An ancient Sufi story: The king of Bhagdad used to go around the city on his beautiful horse, just to see how things were going — of course in disguise, not as the king — so that he could see reality as it is. If he went as the king, then he could see everything that was beautiful and he would not be shown the real face — he would have to see only the mask.
Everyday he saw a man, a very old man, must be past one hundred years, working in the garden, putting in small plants, but those small plants were not seasonal flowers. If they were seasonal flowers there would be no question at all. Those were the plants of the cedars of Lebanon, which grow one hundred feet, two hundred feet high, just almost touching the stars and they take hundreds of years to grow to that height. They live one thousand years, two thousand years, three thousand years and they are some of the most beautiful trees.
The king was puzzled because this old man, who is one hundred years, cannot even hope to see the next spring. His hands are shaking; he is so fragile, any moment death may take him away. And why is he planting these cedars? He will never be able to see them grow, to see them come of age, to see their beauty when they start touching the stars.
Finally it was impossible for the king to resist the temptation. He stopped his horse one day and went to the old man and said, “I should not interfere in your work, but I cannot resist the temptation.”
The old man said, “There is nothing to worry about, my son. You can ask anything you want.”

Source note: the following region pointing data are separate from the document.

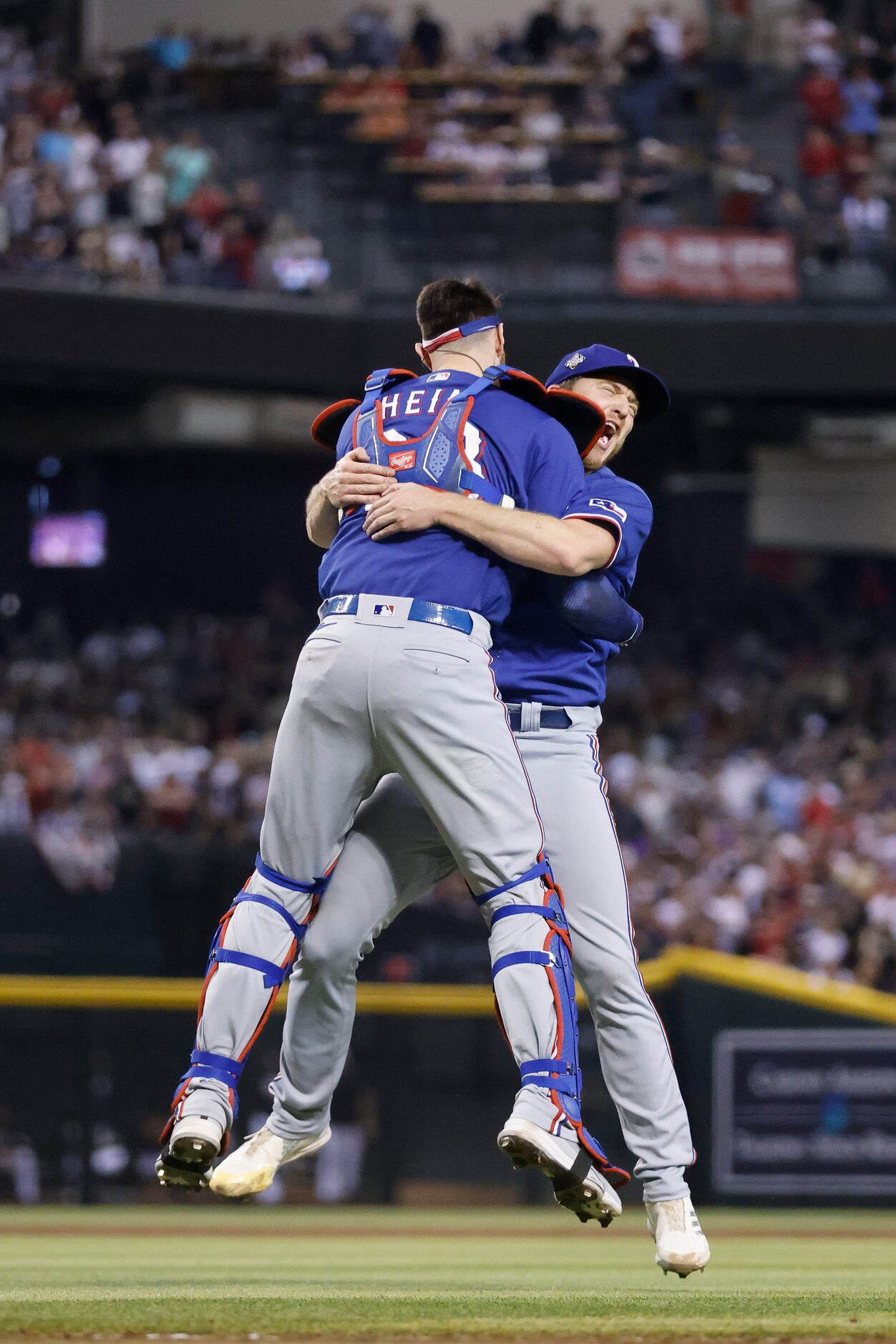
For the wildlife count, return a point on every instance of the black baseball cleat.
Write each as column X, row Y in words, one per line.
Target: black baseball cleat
column 578, row 1184
column 193, row 1146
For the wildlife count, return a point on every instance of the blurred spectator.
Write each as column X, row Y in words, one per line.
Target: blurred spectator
column 668, row 33
column 187, row 165
column 127, row 156
column 171, row 50
column 862, row 99
column 819, row 155
column 291, row 258
column 645, row 85
column 427, row 38
column 585, row 35
column 822, row 97
column 150, row 190
column 543, row 33
column 867, row 222
column 819, row 39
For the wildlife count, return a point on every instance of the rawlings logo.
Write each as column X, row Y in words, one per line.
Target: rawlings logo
column 404, row 462
column 610, row 508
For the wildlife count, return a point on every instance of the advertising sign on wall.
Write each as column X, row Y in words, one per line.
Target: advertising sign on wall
column 710, row 264
column 809, row 1112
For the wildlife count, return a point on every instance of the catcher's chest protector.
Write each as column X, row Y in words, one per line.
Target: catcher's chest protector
column 439, row 457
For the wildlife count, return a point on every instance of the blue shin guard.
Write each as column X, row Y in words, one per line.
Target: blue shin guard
column 560, row 1076
column 220, row 1068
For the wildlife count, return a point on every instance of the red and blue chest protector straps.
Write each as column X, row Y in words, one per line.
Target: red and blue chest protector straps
column 442, row 457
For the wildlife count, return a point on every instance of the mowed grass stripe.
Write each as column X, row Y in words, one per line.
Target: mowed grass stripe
column 187, row 1280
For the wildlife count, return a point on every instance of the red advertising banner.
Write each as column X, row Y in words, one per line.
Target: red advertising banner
column 706, row 264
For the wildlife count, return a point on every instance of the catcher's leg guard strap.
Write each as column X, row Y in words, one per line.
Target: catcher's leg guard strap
column 555, row 1074
column 537, row 870
column 273, row 973
column 223, row 1070
column 562, row 1076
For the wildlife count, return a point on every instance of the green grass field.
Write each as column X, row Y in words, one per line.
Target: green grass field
column 394, row 1275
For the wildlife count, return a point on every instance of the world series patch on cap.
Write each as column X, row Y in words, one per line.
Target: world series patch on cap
column 615, row 364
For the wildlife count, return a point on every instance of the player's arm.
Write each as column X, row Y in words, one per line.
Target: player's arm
column 352, row 483
column 594, row 608
column 568, row 547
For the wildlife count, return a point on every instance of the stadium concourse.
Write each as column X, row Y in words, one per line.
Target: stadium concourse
column 208, row 160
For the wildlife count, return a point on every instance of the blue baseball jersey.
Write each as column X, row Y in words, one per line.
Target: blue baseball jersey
column 517, row 448
column 537, row 655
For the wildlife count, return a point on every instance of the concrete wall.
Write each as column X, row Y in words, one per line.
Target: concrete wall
column 127, row 23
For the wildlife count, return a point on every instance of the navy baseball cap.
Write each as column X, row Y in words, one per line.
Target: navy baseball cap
column 652, row 393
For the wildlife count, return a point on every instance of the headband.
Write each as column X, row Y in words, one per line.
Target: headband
column 480, row 324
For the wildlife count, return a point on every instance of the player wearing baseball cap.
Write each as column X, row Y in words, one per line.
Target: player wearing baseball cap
column 550, row 663
column 398, row 679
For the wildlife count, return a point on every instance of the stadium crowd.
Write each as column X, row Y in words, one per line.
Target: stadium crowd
column 754, row 781
column 107, row 176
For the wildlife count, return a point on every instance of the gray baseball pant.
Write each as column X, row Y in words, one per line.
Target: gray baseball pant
column 376, row 693
column 394, row 855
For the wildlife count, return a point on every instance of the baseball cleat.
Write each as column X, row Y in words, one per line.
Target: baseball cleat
column 251, row 1167
column 681, row 1244
column 194, row 1144
column 578, row 1184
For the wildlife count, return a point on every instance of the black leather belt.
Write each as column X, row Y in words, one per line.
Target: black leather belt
column 548, row 718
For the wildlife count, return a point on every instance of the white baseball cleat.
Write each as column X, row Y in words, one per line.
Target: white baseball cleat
column 578, row 1184
column 251, row 1167
column 193, row 1146
column 681, row 1244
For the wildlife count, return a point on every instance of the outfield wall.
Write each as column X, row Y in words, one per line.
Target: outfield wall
column 794, row 1117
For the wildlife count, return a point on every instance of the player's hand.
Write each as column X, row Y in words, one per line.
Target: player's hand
column 404, row 508
column 356, row 480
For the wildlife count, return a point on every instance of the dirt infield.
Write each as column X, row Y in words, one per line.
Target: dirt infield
column 449, row 1339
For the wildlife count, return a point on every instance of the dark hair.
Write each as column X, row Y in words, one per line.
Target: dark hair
column 449, row 303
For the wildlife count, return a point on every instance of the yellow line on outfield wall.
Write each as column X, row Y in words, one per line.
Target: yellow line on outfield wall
column 747, row 973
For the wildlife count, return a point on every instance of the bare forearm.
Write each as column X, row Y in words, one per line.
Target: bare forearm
column 535, row 540
column 321, row 517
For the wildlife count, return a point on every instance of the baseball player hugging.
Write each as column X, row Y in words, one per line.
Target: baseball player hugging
column 412, row 766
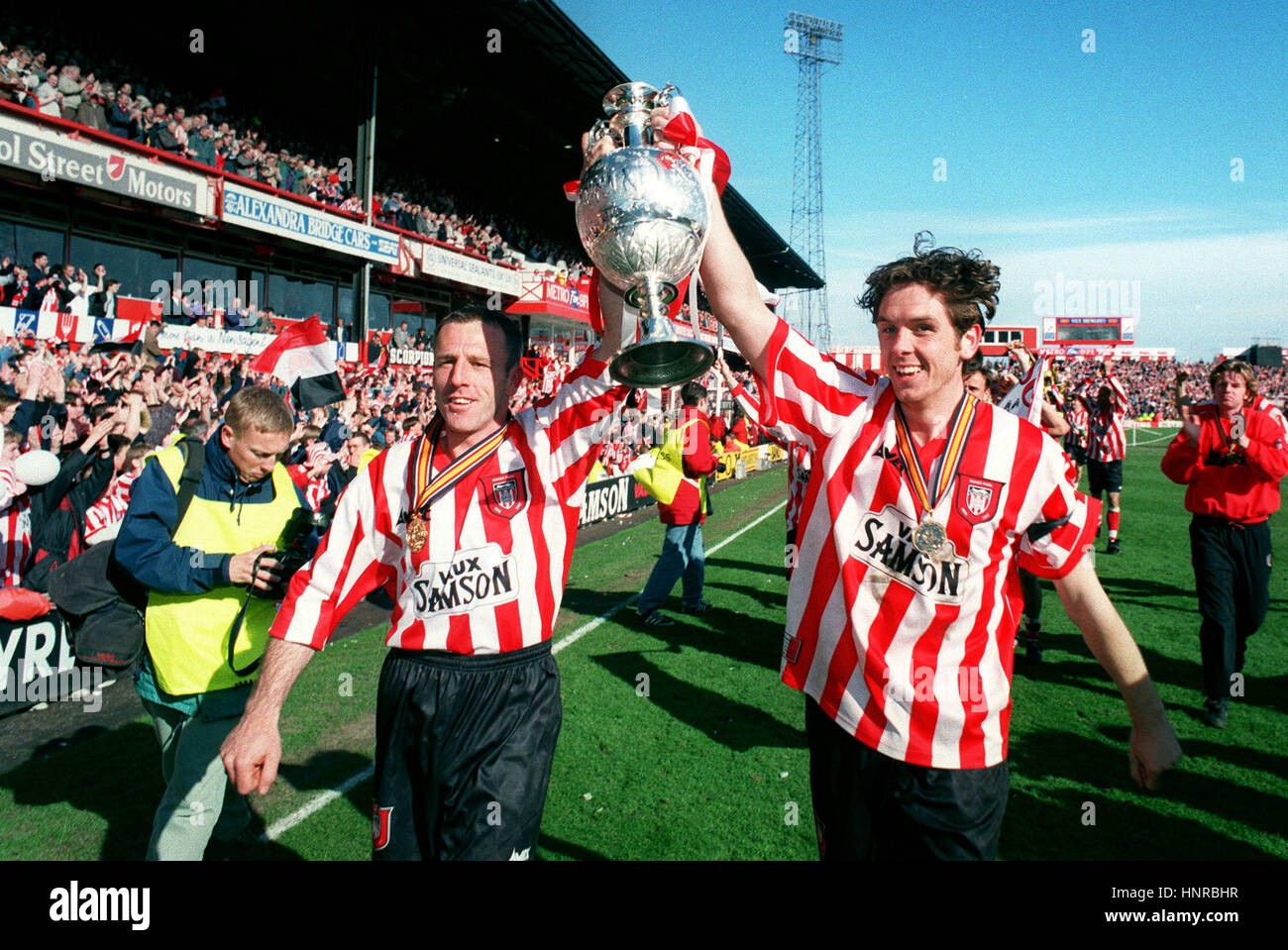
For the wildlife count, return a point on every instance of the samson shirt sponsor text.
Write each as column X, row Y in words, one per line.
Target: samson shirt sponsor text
column 885, row 544
column 480, row 577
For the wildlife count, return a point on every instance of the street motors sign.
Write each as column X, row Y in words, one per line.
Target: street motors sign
column 56, row 158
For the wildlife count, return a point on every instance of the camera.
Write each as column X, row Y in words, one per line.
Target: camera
column 292, row 550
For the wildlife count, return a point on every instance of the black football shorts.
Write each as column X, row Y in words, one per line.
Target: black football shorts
column 463, row 753
column 868, row 806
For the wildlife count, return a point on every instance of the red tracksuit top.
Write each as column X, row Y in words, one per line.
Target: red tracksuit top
column 698, row 463
column 1243, row 489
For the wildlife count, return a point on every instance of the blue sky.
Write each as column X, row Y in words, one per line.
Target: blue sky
column 1060, row 163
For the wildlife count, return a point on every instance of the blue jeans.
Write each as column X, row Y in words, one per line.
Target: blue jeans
column 198, row 800
column 682, row 557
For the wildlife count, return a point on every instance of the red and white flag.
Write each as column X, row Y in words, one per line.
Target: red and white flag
column 304, row 360
column 1024, row 399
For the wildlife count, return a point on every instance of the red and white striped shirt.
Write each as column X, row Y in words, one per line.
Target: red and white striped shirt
column 910, row 656
column 1261, row 404
column 798, row 457
column 490, row 576
column 1107, row 431
column 14, row 529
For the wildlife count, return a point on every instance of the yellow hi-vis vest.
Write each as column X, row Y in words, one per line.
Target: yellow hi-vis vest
column 187, row 633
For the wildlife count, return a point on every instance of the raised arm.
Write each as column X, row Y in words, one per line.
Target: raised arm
column 1153, row 746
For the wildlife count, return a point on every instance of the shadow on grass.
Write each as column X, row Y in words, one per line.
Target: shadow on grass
column 566, row 848
column 722, row 720
column 1269, row 691
column 112, row 774
column 774, row 571
column 1047, row 820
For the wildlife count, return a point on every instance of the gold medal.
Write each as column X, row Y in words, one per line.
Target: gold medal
column 931, row 540
column 416, row 533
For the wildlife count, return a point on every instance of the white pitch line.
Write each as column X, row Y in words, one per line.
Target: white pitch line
column 317, row 803
column 323, row 799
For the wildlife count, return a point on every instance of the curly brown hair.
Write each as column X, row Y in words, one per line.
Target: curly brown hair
column 967, row 282
column 1235, row 366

The king said, “My question is, you will never be able to see these trees come of age; you will be gone long before that…”
The old man said, “That’s true.”
The king said, “You know that’s true and still you go on doing it?”
The old man said, “If my forefathers had not planted the seeds — just see on the other side of my garden those tall Lebanon cedars — I would have never seen them. If my forefathers were so generous about the children with whom they are not yet acquainted, who will be coming, who will be the visitor, who will be the guest…. Still they worked hard and they created those monumental trees. Looking at those trees I gather courage and work hard, because certainly I will not be able to see the beautiful growth but somebody will. My children’s children, or perhaps even their children, will be able to see when they come to their full glory. It is enough that I am not betraying my forefathers. If they could trust in the future, in the unknown guest, I can also trust.”